Anforderungen an Fenster nach EnEV 2009
Die EnEV 2009 gibt Standards an die Energieeffizienz von Häusern und Bauteilen vor. Die Energieeinsparverordnung ist seit ihrer Einführung 2002 mehrmals novelliert und die Anforderungen stetig erhöht worden, zuletzt im Jahr 2009. Auch für Fenster stiegen die Anforderungen: es zeichnet sich der Trend zu hochwertiger und mehrfacher Verglasung ab, um die vorgeschriebene U-Werte zu erreichen.
EnEV 2009 für Fenster im Bestandsbau & Neubau
Bild: Deutsche Energie-Agentur GmbH (dena)Ziel der EnEV 2009 ist es, den Energiebedarf in Gebäuden weiter zu senken. Für eine bessere Vergleichbarkeit wird seit der EnEV 2009 das Referenzgebäudeverfahren angewendet.
Die EnEV 2009 schreibt Werte für Gebäudehülle und Anlagentechnik fest, aufgrund derer der maximale Wert des Primärenergiebedarfs für ein Gebäude errechnet wird.
Zur Berechnung wird ein vergleichbares Gebäude mit gleicher Grundfläche, Geometrie, Ausrichtung und Standardausstattung herangezogen.
Für mehr Transparenz müssen anhand der Energieeinsparverordnung künftig Unternehmererklärungen durch den Handwerker ausgestellt werden. Damit wird der Nachweis einer energieeffizienten Sanierung erleichtert, die durch zuständige Behörden überprüft werden könnte. Besonders beim Einbau der Energiesparfenster ist diese Unternehmererklärung wichtig, da damit die Wirksamkeit des korrekten Fenster Einbaus bescheinigt wird. Besonderen Wert gelegt wird auf Winddichtigkeit, Fugendurchlässigkeit und den Mindestluftwechsel.
Zulässige Höchstwerte für Fenster nach Energieeinsparverordnung
Bei Neubauten ist durch die EnEV 2009 wenig zusätzlicher Aufwand für Bauherren zu erwarten. Die Fenster Wärmedämmung kann in Kombination mit der Wand- und Dachdämmung erfolgen und direkt so geplant werden, dass alle Bauteile ideal miteinander harmonieren. Anders als bei Neubauten müssen im Bestandsbau auch bei einzelnen Sanierungsmaßnahmen die Bauteile den Anforderungen der EnEV 2009 genügen.

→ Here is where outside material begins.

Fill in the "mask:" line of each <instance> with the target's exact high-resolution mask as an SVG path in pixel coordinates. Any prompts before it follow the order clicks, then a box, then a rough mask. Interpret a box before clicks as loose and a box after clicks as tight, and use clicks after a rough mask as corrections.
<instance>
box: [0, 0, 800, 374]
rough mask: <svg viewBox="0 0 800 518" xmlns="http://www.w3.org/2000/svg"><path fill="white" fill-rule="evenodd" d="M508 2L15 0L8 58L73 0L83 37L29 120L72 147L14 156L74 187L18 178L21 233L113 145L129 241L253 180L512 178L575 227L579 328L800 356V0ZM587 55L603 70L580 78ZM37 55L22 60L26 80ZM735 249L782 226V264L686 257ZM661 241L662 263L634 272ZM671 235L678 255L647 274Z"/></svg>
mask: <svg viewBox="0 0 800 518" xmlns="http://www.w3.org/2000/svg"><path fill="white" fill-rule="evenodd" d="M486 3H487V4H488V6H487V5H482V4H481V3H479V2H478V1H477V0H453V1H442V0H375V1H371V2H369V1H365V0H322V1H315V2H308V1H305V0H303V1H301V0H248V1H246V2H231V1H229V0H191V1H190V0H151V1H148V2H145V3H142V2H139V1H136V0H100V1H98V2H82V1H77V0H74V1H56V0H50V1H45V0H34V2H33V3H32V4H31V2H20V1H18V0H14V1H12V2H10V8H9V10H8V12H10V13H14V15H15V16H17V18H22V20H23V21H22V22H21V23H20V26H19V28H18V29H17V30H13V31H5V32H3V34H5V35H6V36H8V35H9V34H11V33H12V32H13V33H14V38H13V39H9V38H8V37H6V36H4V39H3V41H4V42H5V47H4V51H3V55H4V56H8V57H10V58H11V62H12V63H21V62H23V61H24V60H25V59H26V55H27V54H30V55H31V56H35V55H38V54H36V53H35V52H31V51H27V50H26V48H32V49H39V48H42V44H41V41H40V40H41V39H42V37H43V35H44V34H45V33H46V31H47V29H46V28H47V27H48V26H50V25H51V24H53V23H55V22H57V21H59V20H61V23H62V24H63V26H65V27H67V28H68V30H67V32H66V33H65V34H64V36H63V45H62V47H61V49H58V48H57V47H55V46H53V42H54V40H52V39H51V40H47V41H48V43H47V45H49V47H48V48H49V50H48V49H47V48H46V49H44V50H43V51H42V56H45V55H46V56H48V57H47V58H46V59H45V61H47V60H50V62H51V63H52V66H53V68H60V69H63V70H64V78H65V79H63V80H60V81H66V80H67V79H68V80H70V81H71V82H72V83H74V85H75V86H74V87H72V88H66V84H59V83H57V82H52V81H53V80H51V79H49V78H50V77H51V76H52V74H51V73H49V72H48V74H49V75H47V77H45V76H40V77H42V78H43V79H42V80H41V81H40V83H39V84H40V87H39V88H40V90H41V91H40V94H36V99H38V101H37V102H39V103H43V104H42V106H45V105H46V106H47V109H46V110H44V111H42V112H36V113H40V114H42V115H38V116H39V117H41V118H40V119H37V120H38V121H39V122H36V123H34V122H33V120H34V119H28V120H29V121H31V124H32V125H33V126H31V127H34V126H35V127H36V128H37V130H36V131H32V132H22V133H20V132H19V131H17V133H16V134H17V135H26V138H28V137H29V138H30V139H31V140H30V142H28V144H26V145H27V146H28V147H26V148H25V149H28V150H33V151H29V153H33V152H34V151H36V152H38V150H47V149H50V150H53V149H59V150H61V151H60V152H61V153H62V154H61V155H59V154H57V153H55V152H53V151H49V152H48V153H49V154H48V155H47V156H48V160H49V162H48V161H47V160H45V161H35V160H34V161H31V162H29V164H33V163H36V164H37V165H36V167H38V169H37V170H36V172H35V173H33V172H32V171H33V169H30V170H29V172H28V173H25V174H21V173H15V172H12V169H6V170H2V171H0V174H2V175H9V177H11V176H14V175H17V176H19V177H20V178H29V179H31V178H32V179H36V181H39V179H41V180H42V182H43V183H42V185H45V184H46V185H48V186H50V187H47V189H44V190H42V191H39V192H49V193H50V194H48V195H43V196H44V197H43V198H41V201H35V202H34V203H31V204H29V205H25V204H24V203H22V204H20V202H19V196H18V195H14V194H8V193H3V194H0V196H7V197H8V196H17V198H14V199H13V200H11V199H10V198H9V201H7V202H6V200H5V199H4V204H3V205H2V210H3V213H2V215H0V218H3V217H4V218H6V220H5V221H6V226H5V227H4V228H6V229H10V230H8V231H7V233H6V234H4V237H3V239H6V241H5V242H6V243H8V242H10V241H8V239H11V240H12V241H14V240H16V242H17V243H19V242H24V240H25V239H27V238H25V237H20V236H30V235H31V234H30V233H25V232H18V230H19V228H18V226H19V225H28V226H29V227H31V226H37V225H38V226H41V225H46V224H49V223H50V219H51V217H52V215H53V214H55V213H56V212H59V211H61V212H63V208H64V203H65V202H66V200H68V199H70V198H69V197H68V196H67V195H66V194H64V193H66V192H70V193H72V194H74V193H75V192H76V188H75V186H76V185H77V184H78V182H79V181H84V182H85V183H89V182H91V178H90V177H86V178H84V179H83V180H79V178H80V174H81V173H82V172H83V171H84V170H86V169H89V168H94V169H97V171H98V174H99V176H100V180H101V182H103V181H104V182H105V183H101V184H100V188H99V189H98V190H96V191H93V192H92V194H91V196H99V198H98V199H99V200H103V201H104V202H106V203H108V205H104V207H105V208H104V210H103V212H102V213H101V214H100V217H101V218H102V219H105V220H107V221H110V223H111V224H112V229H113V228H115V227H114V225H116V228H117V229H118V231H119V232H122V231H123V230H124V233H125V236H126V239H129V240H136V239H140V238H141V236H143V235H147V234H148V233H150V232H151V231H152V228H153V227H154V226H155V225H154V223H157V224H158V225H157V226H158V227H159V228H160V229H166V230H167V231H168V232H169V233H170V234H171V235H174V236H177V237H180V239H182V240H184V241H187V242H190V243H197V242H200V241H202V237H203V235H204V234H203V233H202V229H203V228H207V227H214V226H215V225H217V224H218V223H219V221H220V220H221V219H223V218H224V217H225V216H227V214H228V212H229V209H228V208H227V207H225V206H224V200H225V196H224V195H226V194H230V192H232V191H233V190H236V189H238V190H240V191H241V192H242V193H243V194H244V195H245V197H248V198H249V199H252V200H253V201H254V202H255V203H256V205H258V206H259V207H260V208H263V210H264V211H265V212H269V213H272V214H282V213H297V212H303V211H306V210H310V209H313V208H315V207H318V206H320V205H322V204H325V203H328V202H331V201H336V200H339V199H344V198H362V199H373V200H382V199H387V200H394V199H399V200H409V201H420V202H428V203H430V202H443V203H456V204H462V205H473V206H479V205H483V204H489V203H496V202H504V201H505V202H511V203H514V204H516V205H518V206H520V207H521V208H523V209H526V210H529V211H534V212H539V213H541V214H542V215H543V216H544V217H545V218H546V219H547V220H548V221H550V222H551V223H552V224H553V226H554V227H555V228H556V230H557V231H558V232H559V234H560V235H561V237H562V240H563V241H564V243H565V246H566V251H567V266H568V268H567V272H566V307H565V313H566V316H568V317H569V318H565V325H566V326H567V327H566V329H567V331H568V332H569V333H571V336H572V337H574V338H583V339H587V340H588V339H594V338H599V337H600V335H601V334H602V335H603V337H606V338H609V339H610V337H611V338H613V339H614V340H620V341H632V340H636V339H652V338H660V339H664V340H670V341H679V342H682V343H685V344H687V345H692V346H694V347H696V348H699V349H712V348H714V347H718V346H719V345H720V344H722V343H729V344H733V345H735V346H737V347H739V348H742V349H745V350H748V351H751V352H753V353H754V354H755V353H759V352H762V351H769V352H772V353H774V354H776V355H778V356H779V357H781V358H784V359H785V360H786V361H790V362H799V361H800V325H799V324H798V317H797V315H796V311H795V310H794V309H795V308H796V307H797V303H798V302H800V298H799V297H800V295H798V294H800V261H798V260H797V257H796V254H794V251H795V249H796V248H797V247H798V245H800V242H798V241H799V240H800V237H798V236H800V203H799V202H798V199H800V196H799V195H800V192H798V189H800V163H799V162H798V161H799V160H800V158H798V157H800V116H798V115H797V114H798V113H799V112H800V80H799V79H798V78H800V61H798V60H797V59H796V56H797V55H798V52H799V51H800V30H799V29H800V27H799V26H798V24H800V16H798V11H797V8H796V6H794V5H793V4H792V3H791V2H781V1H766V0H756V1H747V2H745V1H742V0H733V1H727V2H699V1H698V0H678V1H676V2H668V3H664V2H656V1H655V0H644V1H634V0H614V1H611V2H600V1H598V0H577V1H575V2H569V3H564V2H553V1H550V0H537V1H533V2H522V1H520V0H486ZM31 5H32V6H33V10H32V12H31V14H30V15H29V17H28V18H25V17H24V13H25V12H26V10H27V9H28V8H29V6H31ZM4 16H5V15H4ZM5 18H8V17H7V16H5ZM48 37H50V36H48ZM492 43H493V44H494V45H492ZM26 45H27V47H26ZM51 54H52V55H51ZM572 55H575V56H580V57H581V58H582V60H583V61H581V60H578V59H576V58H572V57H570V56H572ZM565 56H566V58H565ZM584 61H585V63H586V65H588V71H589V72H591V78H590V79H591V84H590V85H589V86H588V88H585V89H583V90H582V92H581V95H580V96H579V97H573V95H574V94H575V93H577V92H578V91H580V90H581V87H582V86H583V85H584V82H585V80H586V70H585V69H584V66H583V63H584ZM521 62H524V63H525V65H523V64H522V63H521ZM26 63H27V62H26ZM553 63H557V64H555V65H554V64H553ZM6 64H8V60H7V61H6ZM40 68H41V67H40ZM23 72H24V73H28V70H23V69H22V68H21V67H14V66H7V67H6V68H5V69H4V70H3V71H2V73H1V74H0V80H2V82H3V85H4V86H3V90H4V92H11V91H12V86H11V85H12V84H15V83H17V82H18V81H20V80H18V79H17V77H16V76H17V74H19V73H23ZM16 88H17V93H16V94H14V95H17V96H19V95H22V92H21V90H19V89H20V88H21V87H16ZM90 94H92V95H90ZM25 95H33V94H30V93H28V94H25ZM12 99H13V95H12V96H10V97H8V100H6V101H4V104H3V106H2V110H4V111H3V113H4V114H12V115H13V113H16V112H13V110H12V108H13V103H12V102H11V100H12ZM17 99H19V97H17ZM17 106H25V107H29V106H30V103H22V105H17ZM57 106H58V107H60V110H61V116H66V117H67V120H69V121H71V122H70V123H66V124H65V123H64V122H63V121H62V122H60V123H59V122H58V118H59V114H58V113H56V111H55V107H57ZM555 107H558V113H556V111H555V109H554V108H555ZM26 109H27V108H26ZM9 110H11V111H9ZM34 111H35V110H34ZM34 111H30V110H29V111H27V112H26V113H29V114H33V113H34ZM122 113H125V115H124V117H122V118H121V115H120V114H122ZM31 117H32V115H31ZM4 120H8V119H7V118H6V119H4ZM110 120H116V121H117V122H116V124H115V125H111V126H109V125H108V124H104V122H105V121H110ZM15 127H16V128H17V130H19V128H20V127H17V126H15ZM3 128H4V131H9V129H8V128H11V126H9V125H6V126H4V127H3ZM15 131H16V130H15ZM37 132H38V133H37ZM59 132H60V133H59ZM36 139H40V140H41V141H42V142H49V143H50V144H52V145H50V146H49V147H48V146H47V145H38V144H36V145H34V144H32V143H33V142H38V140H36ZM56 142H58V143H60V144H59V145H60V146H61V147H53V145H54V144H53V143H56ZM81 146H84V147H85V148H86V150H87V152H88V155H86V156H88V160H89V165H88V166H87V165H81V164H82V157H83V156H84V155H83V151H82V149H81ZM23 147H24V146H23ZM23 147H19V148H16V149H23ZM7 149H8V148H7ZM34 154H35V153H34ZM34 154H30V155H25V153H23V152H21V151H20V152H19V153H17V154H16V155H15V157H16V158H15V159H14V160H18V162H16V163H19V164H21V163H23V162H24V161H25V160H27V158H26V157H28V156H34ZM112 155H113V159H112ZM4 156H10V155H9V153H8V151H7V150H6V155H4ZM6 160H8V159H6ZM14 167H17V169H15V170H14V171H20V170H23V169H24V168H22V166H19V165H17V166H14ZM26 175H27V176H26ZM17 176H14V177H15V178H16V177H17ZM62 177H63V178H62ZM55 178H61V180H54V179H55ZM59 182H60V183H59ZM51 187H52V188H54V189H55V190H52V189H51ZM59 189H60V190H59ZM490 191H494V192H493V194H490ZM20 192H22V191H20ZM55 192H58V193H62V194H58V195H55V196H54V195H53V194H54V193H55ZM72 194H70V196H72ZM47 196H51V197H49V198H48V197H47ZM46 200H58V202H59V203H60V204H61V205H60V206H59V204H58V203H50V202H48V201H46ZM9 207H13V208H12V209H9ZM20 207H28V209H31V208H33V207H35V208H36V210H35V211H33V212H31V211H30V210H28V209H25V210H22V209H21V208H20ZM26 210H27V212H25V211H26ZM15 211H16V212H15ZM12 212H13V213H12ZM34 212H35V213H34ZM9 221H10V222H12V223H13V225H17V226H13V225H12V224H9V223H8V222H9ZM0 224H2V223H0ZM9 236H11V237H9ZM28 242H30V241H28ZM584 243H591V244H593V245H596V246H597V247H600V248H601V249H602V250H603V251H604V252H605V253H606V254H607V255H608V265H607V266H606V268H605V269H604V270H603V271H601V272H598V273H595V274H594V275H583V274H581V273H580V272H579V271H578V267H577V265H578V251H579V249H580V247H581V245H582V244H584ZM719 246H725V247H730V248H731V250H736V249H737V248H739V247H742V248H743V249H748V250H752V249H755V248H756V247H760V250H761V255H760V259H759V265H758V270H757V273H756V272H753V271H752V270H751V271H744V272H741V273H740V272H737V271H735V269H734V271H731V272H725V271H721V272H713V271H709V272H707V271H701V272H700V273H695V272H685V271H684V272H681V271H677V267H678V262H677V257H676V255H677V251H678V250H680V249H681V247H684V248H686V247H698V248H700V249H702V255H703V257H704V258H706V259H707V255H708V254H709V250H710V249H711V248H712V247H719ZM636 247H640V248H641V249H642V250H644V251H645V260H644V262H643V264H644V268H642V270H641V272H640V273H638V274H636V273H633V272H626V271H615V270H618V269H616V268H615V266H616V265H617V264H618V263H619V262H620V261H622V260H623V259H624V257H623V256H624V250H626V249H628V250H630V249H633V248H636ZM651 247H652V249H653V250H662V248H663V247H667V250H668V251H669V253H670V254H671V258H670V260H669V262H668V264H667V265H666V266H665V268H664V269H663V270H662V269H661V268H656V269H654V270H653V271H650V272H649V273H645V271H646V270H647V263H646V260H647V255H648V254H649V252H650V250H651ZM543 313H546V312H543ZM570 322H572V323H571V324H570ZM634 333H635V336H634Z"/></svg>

Da bei Altbauten häufig die energetischen Sanierungsziele bei Wand- und Dachdämmung an bauphysikalische und oft auch finanzielle Grenzen stoßen, lassen sich vor allem durch die Fenster die notwendigen Einsparungen erreichen. Vorgeschrieben ist in der EnEV 2009 ein U-Wert für Fenster in Höhe von 1,3 W/(m2K), in der davor gültigen EnEV waren bis zu 1,7 W/(m2K) als maximaler Uw-Wert zulässig. Wenn die Baumaßnahmen allerdings weniger als 10 Prozent der Bauteilfläche betragen, gelten Erleichterungen.
Auch bei Sonderverglasungen und Fenstern in bestimmten Nichtwohngebäuden sind die Werte in der Energieeinsparverordnung niedriger angesetzt: bei Normtemperaturen, die 19 Grad Celsius nicht überschreiten, ist ein U-Wert von 1,9 für die Fenster ausreichend. Tauscht man nur die Gläser der Fenster aus, ist ein Ug-Wert von 1,1 nicht zu überschreiten.
Die Einhaltung der Energieeinsparverordnung ist auch finanziell attraktiv
Die EnEV 2009 stellt zwar Anforderungen an den Eigentümer, aber der Austausch der Fenster rentiert sich: geringerer Energiebedarf und niedrige Heizkosten liegen auch im Eigeninteresse. Undichte Fenster oder Fenster Schimmel können Hinweise auf eine notwendige Sanierung sein - im Zusammenhang mit dem Austausch schadhafter Fenster lohnt sich der Einbau besserer Bauteile, die viel weniger Wärme verlieren.
Die Energiesparverordnung wird auch bei Verkauf oder Vermietung eines Gebäudes wirksam. Die Einhaltung der Werte muss in diesem Fall durch einen Energieausweis nachgewiesen werden.
Die EnEV 2009 lässt sich im Bereich der Fenstersanierung am besten mit Fachbetrieben für Fenster durchsprechen, welche die Regelungen mit entsprechendem Unternehmensnachweis für eine Sanierung anwenden können.